An oxygen vacancy-rich two-dimensional Au/TiO2 hybrid for synergistically enhanced electrochemical N2 activation and reduction

Abstract

The electrochemical nitrogen reduction reaction (NRR) is emerging as a promising sustainable technique that can convert nitrogen (N₂) to ammonia (NH₃) under ambient conditions. However, the selectivity and electrocatalytic activity of the NRR obtained experimentally to date are still unsatisfactory. As a consequence, it remains a technical challenge to develop scalable, low-cost, and efficient NRR electrocatalysts.
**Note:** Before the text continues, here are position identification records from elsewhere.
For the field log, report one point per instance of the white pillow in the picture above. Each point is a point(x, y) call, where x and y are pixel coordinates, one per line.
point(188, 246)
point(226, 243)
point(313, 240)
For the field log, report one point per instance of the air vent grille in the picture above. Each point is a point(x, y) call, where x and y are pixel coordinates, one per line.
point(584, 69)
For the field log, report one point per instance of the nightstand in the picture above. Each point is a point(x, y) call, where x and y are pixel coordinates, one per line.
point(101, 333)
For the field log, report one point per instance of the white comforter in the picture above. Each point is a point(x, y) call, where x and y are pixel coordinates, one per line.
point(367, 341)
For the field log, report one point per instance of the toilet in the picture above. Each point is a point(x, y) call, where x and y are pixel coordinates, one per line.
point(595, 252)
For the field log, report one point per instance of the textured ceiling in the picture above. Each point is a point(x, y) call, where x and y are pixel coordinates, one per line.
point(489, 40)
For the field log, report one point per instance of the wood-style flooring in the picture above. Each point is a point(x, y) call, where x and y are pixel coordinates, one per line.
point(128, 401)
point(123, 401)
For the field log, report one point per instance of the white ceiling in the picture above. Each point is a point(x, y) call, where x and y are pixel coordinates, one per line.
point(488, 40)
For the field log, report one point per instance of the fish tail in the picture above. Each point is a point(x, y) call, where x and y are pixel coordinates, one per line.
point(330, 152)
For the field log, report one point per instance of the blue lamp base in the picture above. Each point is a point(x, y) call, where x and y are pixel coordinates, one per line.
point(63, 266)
Herein, we present an oxygen vacancy (V_O)-rich two-dimensional gold (Au)/titanium dioxide (TiO₂) hybrid that acts as an advanced NRR electrocatalyst under ambient conditions. Electrocatalytic testing demonstrated that the Au/TiO₂ hybrid catalyst delivered a promising NH₃ yield of 64.6 μg h⁻¹ mg⁻¹ cat and a high faradaic efficiency of 29.5% at −0.40 V versus the reversible hydrogen electrode in acidic media. Experimental findings and theoretical calculations demonstrate that the strong electron-donating effect of V_O in TiO₂ was essential for N₂ activation. Meanwhile, the introduction of Au promotes both the electrochemical and thermodynamic rate-limiting steps by adjusting the electronic structure of the active sites. Together, these effects greatly facilitate the activation and reduction of N₂ under ambient conditions. The specific catalyst design strategy in our work represents an alternative avenue to produce other two-dimensional electrocatalysts with high NRR activity and selectivity through rational structural engineering.